Mit gesundem Menschenverstand, der Fülle von im Internet frei zugänglichen Informationen und Misstrauen gegenüber komplizierten Produkten und allzu verlockenden Angeboten kommt man als Verbraucher zwar weit, aber wenn trotz allem Fragen offen bleiben, dann stellt sich die Frage, an wen man sich mit gutem Gefühl wenden kann. Das seit der Finanzkrise angeschlagene Vertrauen der Verbraucher in die Banken hinterlässt mehrere Baustellen, an denen derzeit gearbeitet wird.

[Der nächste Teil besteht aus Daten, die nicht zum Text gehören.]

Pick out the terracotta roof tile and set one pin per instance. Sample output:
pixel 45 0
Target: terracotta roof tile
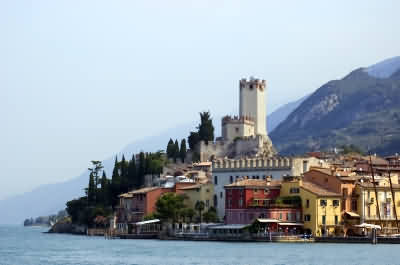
pixel 318 190
pixel 255 183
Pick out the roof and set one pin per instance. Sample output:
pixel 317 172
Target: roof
pixel 255 183
pixel 144 190
pixel 291 224
pixel 351 214
pixel 197 186
pixel 149 222
pixel 234 226
pixel 318 190
pixel 326 171
pixel 265 221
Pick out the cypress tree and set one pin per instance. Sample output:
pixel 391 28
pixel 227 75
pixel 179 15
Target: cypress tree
pixel 124 175
pixel 142 168
pixel 132 174
pixel 206 128
pixel 183 150
pixel 105 191
pixel 115 183
pixel 170 148
pixel 176 150
pixel 91 191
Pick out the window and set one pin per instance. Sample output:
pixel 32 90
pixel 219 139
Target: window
pixel 354 205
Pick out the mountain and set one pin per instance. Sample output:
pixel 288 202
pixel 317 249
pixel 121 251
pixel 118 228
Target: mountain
pixel 362 109
pixel 280 114
pixel 49 199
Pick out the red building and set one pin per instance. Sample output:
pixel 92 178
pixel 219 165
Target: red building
pixel 250 199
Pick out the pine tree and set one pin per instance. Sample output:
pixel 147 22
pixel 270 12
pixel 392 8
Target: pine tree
pixel 170 149
pixel 176 150
pixel 183 150
pixel 132 174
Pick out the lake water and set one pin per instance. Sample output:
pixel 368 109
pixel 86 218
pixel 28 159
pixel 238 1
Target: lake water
pixel 19 245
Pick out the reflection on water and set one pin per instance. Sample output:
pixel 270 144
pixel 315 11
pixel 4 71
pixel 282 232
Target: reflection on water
pixel 19 245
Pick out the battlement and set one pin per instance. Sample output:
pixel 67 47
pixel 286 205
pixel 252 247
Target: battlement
pixel 237 119
pixel 253 83
pixel 277 163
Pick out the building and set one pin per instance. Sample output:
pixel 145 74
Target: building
pixel 245 134
pixel 227 171
pixel 198 192
pixel 320 207
pixel 388 202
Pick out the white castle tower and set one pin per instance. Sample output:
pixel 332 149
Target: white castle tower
pixel 252 103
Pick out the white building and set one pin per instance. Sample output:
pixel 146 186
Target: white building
pixel 227 171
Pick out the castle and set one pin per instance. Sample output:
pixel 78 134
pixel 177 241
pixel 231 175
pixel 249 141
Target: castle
pixel 244 135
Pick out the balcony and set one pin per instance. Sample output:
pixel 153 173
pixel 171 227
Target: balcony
pixel 383 217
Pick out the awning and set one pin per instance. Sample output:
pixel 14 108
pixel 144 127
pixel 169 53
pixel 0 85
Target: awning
pixel 369 226
pixel 291 224
pixel 352 214
pixel 224 227
pixel 148 222
pixel 260 220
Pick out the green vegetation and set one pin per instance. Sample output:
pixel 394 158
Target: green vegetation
pixel 102 193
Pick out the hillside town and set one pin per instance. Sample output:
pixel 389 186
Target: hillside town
pixel 239 188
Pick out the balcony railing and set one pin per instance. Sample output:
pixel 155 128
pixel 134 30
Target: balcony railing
pixel 383 217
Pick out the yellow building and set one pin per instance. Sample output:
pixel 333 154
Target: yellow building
pixel 367 205
pixel 198 192
pixel 321 207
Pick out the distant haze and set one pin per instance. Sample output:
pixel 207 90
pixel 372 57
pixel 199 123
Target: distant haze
pixel 81 79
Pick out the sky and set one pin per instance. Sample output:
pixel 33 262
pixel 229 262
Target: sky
pixel 79 80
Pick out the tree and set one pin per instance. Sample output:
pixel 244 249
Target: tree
pixel 170 149
pixel 194 139
pixel 105 191
pixel 176 150
pixel 132 174
pixel 115 184
pixel 199 206
pixel 123 169
pixel 91 191
pixel 182 152
pixel 206 128
pixel 142 168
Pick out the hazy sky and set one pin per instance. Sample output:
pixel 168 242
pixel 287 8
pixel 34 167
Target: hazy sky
pixel 81 79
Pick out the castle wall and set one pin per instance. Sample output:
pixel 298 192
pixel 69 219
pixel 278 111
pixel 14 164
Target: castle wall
pixel 237 128
pixel 226 171
pixel 252 103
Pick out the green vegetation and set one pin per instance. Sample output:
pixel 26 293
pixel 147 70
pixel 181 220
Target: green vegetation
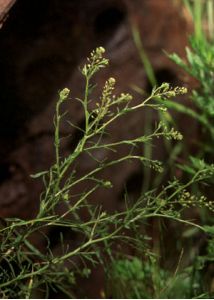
pixel 144 269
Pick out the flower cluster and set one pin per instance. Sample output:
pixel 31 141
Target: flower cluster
pixel 168 92
pixel 95 62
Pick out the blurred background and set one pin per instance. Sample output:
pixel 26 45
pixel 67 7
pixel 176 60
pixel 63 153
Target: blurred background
pixel 42 43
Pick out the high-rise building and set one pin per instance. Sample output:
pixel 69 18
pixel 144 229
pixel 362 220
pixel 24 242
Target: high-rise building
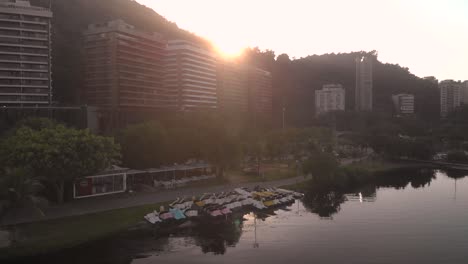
pixel 191 72
pixel 125 67
pixel 403 103
pixel 464 93
pixel 330 98
pixel 450 96
pixel 260 93
pixel 25 48
pixel 364 84
pixel 233 89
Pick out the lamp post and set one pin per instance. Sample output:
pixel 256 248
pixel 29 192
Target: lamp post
pixel 284 111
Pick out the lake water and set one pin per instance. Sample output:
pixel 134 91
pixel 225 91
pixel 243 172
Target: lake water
pixel 410 217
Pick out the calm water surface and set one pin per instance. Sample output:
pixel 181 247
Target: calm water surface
pixel 411 217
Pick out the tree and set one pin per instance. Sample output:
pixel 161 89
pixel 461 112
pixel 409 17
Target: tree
pixel 144 146
pixel 58 154
pixel 18 188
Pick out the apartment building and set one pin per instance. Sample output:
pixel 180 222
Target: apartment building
pixel 330 98
pixel 125 68
pixel 25 54
pixel 364 84
pixel 450 96
pixel 191 72
pixel 403 104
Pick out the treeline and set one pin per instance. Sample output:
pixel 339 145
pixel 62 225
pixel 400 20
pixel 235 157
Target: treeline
pixel 294 80
pixel 41 157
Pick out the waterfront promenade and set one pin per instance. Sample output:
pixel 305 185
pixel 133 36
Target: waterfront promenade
pixel 105 203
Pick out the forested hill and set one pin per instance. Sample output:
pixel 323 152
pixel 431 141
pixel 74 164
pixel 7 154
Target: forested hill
pixel 71 17
pixel 295 82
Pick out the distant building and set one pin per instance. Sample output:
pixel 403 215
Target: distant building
pixel 25 54
pixel 432 79
pixel 260 94
pixel 124 67
pixel 330 98
pixel 450 96
pixel 403 103
pixel 233 89
pixel 464 93
pixel 191 72
pixel 364 84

Aufsichtsbehörde: Verbesserung der Bankberatung
Die Finanzaufsichtsbehörde BaFin verstärkt weiterhin ihre Bemühungen, die Beratung in den Banken schärfer zu kontrollieren. Dies teilte BaFin-Leiter Caspari zuletzt wieder der Welt am Sonntag mit. Besonders die Umsetzung der neuen Beratungsvorschriften wird derzeit mit einem an über 300 Banken versandten Fragebogen unter die Lupe genommen werden, mit Ergebnissen wird bis Ende April gerechnet. Die Zahl der bei der BaFin eingehenden Beschwerden von Verbrauchern, so Caspari weiter, habe sich seit 2005 verdoppelt, wobei falsche Beratung einen Großteil der Beschwerden ausmache. Caspari wollte Maßnahmen der BaFin zur Beseitigung bestehender Missstände nicht ausschließen. Details wie z.B. die Verwendung von Textbausteinen bei der Erstellung der vorgeschriebenen Protokolle sind zwischen Banken und Verbraucherschützern immer noch umstritten, auch Verbraucherschutzministerin Aigner forderte Verbesserungen. Für die Banken stellen sehr detaillierte Protokolle einen erheblichen Zusatzaufwand dar, und natürlich wollen sich die Institute gegen Klagen von Kunden absichern.
Problemfeld Beratungsprotokolle
Bei den seit Anfang des Jahres vorgeschriebenen Beratungsprotokollen findet deshalb derzeit ein Tauziehen statt. Die eigentlich als Schutz der Verbraucher bei Falschberatung gedachten Protokolle werden von den Banken missbraucht, um sich möglichst umfassend gegen Schadenersatzklagen von Verbrauchern abzusichern. Focus Money nennt beispielsweise die Praxis, anstelle des eigentlich vorgesehenen detaillierten Protokolls möglichst allgemein und breit formulierte Aussagen festzuhalten, wie etwa dass der Verbraucher über alle Risiken aufgeklärt worden sei. Auch die „Beförderung“ eines Kunden in den Status eines besonders sachkundigen Anlegers, für den keine Protokollpflicht besteht, kann von den Banken ausgenutzt werden. In diesem Fall steht der Anleger wieder mit dem Risiko alleine da, weshalb man sich nicht selbst überschätzen und zu diesem Schritt auf keinen Fall drängen lassen sollte. Auf jeden Fall führt an einer genauen Prüfung des Protokolls durch den Anleger kein Weg vorbei.
Thema Honorarberatung bleibt aktuell
Wie Fonds Professionell unter Berufung auf eine repräsentative Untersuchung des renommierten Instituts für Vorsorge und Finanzplanung GmbH und der Hochschule für Angewandte Wissenschaften Amberg–Weiden letzte Woche berichtete, sind gut zwei Drittel der Bundesbürger bereit, für unabhängige Beratung Geld auszugeben. Die Mehrheit dieser Gruppe will allerdings für ein dreistündiges Gespräch nicht mehr als 100 Euro ausgeben. Nur eine Minderheit von 15 Prozent konnte sich vorstellen, mehr zu bezahlen. Für hochqualifizierte Berater ist das ein unattraktiver Stundensatz, so dass die Mehrheit der Verbraucher also entweder Abstriche bei der Beratungsqualität wird in Kauf nehmen müssen. Sollten die von Verbraucherschützern geforderten Mindestqualifikationen für Berater eingeführt werden, so dürften viele Verbraucher gar keinen Berater zum gewünschten Preis finden wird. Die Zukunft der Honorarberatung, und die der Kundenberatung in Finanzfragen allgemein, bleibt vorerst nicht frei von Fragezeichen.